President Trump said Friday he was suspending trade talks with Canada and would announce within a week a higher tariff rate on the U.S.’s northern neighbor.
In a post on social media, Trump said he was cutting off negotiations with Canada after its government confirmed it would keep in place a digital services tax despite a recent G7 agreement on such levies.
“Based on this egregious Tax, we are hereby terminating ALL discussions on Trade with Canada, effective immediately. We will let Canada know the Tariff that they will be paying to do business with the United States of America within the next seven day period. Thank you for your attention to this matter!,” Trump wrote on Truth Social.
Digital services taxes are taxes on tech companies from countries where their products are used. Canada is requiring the first payment of its tech tax on Monday, which will charge 3 percent of revenues above $14.57 million, or 20 million Canadian dollars.
House Republicans’ domestic agenda bill included a retaliatory measure known as Section 899 specifically to ward off countries from instituting digital taxes against U.S. tech giants.
The bill called the taxes “unfair” and “discriminatory” and threatened a retaliatory U.S. tax of up to 20 percent on investors from countries with digital services taxes.
However, following an agreement with the Group of Seven countries with big economies, Treasury Secretary Scott Bessent called on the Senate on Thursday to remove the U.S. retaliatory tax from their version of the bill.
He said that an agreement had been reached that would “[preserve the U.S.] tax base” and that would exempt U.S. companies from a global minimum tax agreement.
“OECD Pillar 2 taxes will not apply to U.S. companies,” Bessent wrote on social media Thursday.
Several international business groups representing foreign investors in the U.S. responded positively to the announcement.
Canada’s big tech tax has been in the works for a while. Some commentators on Friday thought President Trump’s social media announcement indicated a lack of planning on the part of the administration, which delivered country-specific tariffs in early April.
“This is a sign the work process on trade from the 2024-2025 presidential transition to April 2nd was horrifically flawed in even more ways than we thought,” Alan Cole of the Tax Foundation wrote on Friday.
Getting agreement on how to tax big tech, whose products are used globally but whose headquarters are largely in the U.S., has been the driving force behind different international taxation initiatives in recent years.
One initiative has been proceeding at the Organisation for Economic Cooperation and Development (OECD), a group of wealthy countries, and there’s another rival framework that’s been slowly moving at the United Nations.
The OECD framework has two main components, one that’s about the location of where taxes are levied and another that puts in place a global minimum tax of 15 percent.
The first component is dead in the water while the global minimum tax of 15 percent has been put in place internationally, although the U.S. has not implemented it due to Republican opposition.

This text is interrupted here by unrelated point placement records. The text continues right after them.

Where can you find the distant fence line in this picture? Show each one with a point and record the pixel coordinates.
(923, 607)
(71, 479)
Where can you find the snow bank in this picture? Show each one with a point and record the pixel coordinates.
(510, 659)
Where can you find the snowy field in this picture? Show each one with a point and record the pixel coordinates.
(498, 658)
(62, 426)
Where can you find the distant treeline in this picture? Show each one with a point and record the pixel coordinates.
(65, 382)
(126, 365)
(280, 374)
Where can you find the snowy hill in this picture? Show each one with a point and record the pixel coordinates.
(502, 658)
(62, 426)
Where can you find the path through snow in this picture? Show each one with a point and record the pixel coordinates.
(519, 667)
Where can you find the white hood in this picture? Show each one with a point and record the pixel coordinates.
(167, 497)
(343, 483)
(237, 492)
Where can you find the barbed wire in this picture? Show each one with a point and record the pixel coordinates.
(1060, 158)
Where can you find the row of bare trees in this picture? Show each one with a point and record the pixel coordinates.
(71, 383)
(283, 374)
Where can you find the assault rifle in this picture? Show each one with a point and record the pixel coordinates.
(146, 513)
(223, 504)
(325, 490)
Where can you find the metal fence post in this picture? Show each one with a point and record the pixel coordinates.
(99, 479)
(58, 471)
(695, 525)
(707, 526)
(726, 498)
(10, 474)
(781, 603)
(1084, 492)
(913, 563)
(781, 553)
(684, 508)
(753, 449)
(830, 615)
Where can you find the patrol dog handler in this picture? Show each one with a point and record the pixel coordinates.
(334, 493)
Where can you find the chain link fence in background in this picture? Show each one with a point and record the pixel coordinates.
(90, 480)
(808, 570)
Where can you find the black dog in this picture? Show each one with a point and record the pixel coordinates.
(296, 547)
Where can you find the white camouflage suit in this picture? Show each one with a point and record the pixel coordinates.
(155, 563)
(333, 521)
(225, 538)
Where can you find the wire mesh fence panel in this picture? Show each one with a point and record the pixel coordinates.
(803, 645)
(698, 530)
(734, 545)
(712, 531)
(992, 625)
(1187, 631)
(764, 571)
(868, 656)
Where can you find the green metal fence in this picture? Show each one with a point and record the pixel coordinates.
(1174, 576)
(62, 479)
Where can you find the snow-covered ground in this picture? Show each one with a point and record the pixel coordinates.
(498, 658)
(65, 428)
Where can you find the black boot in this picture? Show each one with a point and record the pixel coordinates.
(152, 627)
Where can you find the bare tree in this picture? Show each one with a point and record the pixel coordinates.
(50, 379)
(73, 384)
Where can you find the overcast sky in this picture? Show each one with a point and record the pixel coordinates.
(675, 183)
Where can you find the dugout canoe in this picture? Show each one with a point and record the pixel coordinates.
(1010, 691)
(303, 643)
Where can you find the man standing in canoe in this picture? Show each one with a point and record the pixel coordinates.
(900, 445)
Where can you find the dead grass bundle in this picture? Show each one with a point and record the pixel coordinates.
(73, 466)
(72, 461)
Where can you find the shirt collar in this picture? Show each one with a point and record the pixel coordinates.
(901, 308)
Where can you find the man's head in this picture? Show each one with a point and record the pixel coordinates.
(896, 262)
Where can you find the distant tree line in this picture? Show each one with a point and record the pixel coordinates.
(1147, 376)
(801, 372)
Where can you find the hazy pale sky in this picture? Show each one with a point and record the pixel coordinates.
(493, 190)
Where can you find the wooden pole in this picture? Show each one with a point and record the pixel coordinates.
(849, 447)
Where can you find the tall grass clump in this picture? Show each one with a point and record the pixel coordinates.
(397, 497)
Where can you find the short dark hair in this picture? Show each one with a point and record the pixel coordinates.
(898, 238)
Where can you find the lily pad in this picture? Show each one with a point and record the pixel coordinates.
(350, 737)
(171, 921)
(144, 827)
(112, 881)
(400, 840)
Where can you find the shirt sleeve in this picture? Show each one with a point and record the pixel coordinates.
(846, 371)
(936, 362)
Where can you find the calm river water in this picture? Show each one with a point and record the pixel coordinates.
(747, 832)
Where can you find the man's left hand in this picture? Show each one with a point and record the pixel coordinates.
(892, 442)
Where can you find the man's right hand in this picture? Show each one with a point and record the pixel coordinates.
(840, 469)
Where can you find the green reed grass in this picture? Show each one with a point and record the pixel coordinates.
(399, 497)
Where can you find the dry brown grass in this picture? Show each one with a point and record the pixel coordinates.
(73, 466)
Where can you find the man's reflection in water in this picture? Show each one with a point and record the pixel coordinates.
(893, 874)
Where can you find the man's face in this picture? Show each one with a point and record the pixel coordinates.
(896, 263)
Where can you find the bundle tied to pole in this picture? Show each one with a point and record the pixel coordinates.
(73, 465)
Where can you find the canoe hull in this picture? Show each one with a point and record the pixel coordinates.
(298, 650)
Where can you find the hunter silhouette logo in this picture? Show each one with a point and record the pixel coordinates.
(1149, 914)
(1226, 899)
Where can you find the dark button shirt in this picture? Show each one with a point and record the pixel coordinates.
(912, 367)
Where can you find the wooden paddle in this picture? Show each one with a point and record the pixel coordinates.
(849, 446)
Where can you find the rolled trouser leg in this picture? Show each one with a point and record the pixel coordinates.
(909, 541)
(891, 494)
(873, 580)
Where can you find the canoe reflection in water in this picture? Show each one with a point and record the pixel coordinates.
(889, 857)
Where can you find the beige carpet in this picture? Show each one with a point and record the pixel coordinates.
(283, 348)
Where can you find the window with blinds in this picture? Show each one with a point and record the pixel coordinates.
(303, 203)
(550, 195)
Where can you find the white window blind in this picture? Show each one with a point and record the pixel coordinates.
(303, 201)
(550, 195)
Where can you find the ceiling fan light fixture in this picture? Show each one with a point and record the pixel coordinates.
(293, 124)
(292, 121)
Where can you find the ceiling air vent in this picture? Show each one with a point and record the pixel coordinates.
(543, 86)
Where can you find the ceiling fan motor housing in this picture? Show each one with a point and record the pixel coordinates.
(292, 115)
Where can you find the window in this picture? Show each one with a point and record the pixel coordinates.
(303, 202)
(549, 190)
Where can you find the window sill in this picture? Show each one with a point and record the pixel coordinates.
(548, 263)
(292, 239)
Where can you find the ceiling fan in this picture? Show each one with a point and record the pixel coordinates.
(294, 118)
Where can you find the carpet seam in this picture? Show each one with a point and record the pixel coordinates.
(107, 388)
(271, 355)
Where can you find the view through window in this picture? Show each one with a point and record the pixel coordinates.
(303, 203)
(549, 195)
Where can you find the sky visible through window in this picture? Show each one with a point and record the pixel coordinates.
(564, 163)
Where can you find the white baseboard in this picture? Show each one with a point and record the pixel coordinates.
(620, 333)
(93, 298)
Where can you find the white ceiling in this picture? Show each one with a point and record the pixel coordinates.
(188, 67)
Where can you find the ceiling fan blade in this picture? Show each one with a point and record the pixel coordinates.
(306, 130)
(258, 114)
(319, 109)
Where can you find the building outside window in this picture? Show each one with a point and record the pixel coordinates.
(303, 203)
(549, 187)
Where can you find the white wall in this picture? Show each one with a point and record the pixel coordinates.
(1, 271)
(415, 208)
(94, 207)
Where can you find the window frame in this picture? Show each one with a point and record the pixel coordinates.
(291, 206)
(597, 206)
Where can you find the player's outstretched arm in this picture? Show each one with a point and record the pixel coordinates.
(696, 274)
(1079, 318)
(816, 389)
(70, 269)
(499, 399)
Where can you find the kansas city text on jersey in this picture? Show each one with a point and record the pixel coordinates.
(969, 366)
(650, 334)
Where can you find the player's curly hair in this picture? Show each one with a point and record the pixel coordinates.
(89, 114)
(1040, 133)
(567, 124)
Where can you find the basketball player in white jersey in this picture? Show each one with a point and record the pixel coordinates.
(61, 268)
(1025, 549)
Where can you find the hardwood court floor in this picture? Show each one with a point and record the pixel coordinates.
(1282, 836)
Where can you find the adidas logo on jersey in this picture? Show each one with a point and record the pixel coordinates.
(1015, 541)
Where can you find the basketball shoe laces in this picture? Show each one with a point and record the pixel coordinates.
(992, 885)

Republicans did leave the corporate alternative minimum tax (CAMT) negotiated under the Biden administration in place, leaving the domestic U.S. tax structure for international corporate taxation largely consistent with the international framework, multiple sources have told The Hill.
“Pillar 1 is dead, so what we get instead is a set of digital services taxes, and that might increase in number,” University of Michigan tax law professor Reuven Avi-Yonah told The Hill. “The administration might try to impose tariffs and do other things in order to dissuade more countries from continuing.”